Autocomplete and spelling correction in Search.
Magic Eraser and visual search in Google Photos.
Near-native translation in Google Translate.
Smart Compose finishing sentences in Gmail.
Live traffic and rerouting in Google Maps.
Call Screening and Circle to Search on Pixel.
Autonomous driving at Waymo.
All of it is downstream of foundational research by the Google Brain team, which has always focused on commercialisation–on embedding AI into products billions of people already use every day.
That is the point about distribution.
Getting a thing done entails three steps:
Capture
Understand
Serve
On capture, Google operates seven products with over two billion users each–Search, Android, Chrome, YouTube, Gmail, Maps, Photos. The nearest peer is Apple, only because the iPhone is itself a universal intent-capture device.
Muscle memory already routes users: Search for facts, Maps for places, YouTube for how-tos, Gmail for correspondence. As AI advances, the range of inputs will expand–voice, text, vision, ambient sensors, eventually neural. Google already controls most of the clients through which those inputs will flow.
On understanding, the proprietary data across services compounds. Location from Maps, queries from Search, calendar from Gmail, photos from Photos, viewing history from YouTube–all resolved to the same user account. That level of context is what turns a vague ask into a specific task.
On serving, the products needed to act on intent–calendar, email, maps, documents, browser, storage–are ones Google already ships. Every step of an agentic workflow is likely to reduce to an existing Google surface.
While Google is broadly dominant, advances in each of these three layers are also coming and will continue to come from different companies. Wispr Flow shows what voice intent capture looks like when done natively across devices. Perplexity shows what retrieval-first search can be when built AI-first. And Claude Code shows what agentic reasoning looks like when embedded in a developer workflow.

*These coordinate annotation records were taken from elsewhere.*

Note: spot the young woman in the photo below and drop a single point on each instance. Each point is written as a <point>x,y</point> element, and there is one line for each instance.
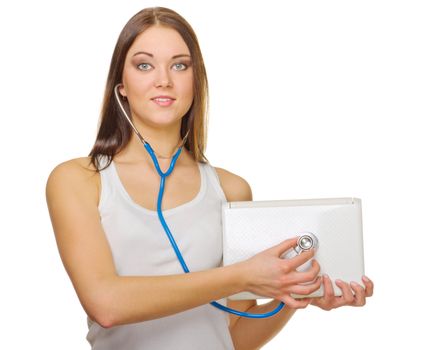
<point>106,221</point>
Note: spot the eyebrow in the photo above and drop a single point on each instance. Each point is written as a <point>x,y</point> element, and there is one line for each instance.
<point>151,55</point>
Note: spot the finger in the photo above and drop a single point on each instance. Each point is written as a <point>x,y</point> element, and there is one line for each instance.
<point>306,276</point>
<point>284,246</point>
<point>359,294</point>
<point>368,286</point>
<point>296,303</point>
<point>347,297</point>
<point>328,289</point>
<point>306,289</point>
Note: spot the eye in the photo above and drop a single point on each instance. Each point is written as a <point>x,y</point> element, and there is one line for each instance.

But subsuming these layers, either through acquisition or by shipping a native feature, is not a stretch for Google. A platform advantage of this breadth can be deployed anytime.
However, caveats do exist. There are at least three places where this thesis could break.
The first is that an incumbent subsuming a challenger is not automatic. Microsoft spent years trying to absorb Slack with Teams and largely succeeded, but only because enterprise buyers chose bundling. Google spent similar years trying to subsume WhatsApp with a succession of products–Allo, Duo, Chat, Meet–and mostly failed, because consumer network effects sit with the incumbent. The bet in this essay is that AI belongs to the first pattern, not the second. The case: unlike social, where the network is the product, AI capability is increasingly a commoditised input that integrates most cleanly where the user already is. Distribution compounds.
The second is form factor. If the dominant interface of the next decade is hardware, Google does not make–OpenAI’s collaboration with Jony Ive, Meta’s Ray-Bans, Apple’s on-device intelligence–then Google’s surface area stops being universal. Android is a hedge, not a guarantee. The ambient-compute assumption in this essay depends on Google retaining at least parity at the device layer.
The third is speed. Google is a public company with a billion-user Search business to defend and active antitrust cases in multiple jurisdictions. It will never move like a startup. It compensates with scale, bundling, and the ability to absorb a category through acquisition or feature launch. That trade–slower but broader–only holds if the next two or three years don’t produce a challenger large enough to refuse acquisition.
None of these is fatal on its own. But “Google might win” was always a probabilistic claim, not a foregone one.